A new book (Academically Adrift) written by sociologists Richard Arum and Josipa Roska suggests that many college students don’t graduate with certain skills that colleges claim to be teaching. Here is a brief summary of the findings:
Many of the students graduated without knowing how to sift fact from opinion, make a clear written argument or objectively review conflicting reports of a situation or event, according to New York University sociologist Richard Arum, lead author of the study. The students, for example, couldn’t determine the cause of an increase in neighborhood crime or how best to respond without being swayed by emotional testimony and political spin.
Arum, whose book “Academically Adrift: Limited Learning on College Campuses” (University of Chicago Press) comes out this month, followed 2,322 traditional-age students from the fall of 2005 to the spring of 2009 and examined testing data and student surveys at a broad range of 24 U.S. colleges and universities, from the highly selective to the less selective.
Forty-five percent of students made no significant improvement in their critical thinking, reasoning or writing skills during the first two years of college, according to the study. After four years, 36 percent showed no significant gains in these so-called “higher order” thinking skills.
Combining the hours spent studying and in class, students devoted less than a fifth of their time each week to academic pursuits. By contrast, students spent 51 percent of their time — or 85 hours a week — socializing or in extracurricular activities.
The study also showed that students who studied alone made more significant gains in learning than those who studied in groups.
I wonder how colleges would respond to these findings. Within a 4 year institution (and across the spectrum of 4 year institutions), there are bound to be some students who do well and others who have more struggles.
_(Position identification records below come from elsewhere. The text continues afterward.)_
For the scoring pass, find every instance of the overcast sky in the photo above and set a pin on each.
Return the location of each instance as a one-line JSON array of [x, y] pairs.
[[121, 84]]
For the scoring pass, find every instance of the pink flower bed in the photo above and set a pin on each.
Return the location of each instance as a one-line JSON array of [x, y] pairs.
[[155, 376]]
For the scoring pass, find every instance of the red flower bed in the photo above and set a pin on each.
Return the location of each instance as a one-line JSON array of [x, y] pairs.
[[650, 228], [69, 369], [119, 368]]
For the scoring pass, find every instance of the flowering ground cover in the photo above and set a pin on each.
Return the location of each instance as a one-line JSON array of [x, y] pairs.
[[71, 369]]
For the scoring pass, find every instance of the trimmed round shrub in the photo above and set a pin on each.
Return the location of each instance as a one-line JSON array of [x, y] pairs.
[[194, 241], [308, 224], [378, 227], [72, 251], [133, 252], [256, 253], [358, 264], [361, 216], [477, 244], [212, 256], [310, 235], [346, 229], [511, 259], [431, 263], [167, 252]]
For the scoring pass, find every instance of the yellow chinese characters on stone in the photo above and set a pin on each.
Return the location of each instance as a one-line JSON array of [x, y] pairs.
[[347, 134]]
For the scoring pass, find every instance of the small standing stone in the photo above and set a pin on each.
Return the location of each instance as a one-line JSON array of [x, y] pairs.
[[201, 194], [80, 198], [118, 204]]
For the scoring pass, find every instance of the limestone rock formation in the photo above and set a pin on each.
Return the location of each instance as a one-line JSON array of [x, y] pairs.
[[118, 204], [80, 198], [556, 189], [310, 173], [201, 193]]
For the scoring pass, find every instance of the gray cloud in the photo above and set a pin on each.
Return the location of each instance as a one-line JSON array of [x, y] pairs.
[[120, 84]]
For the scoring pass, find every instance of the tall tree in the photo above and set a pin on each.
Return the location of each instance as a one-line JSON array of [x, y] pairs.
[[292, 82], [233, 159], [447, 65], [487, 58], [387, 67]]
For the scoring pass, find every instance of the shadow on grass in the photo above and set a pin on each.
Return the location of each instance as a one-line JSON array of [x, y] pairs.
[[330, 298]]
I wonder how much is in this data about the individual level characteristics of students and whether the authors suggest that spending more time doing school work would make a difference. Is it the college students who need to do more work, is it the professors who should be assigning more or asking for more, is it a campus culture that privileges other things over academic work (like extracurricular activities), or some combination of these three?
This suggests schools need to spend more time and effort on these particular skills and need to find ways to assess these (and the students’ progress or need for improvement) within their time at a 4 year institution.
The sociologists suggest there are some differences between disciplines:
Students who majored in the traditional liberal arts — including the social sciences, humanities, natural sciences and mathematics — showed significantly greater gains over time than other students in critical thinking, complex reasoning and writing skills.
Students majoring in business, education, social work and communications showed the least gains in learning. However, the authors note that their findings don’t preclude the possibility that such students “are developing subject-specific or occupationally relevant skills.”
Greater gains in liberal arts subjects are at least partly the result of faculty requiring higher levels of reading and writing, as well as students spending more time studying, the study’s authors found. Students who took courses heavy on both reading (more than 40 pages a week) and writing (more than 20 pages in a semester) showed higher rates of learning.
So actually doing more reading and writing makes a difference, no matter what the discipline. What does this mean for liberal arts colleges – is it really the place where students develop these particular skills?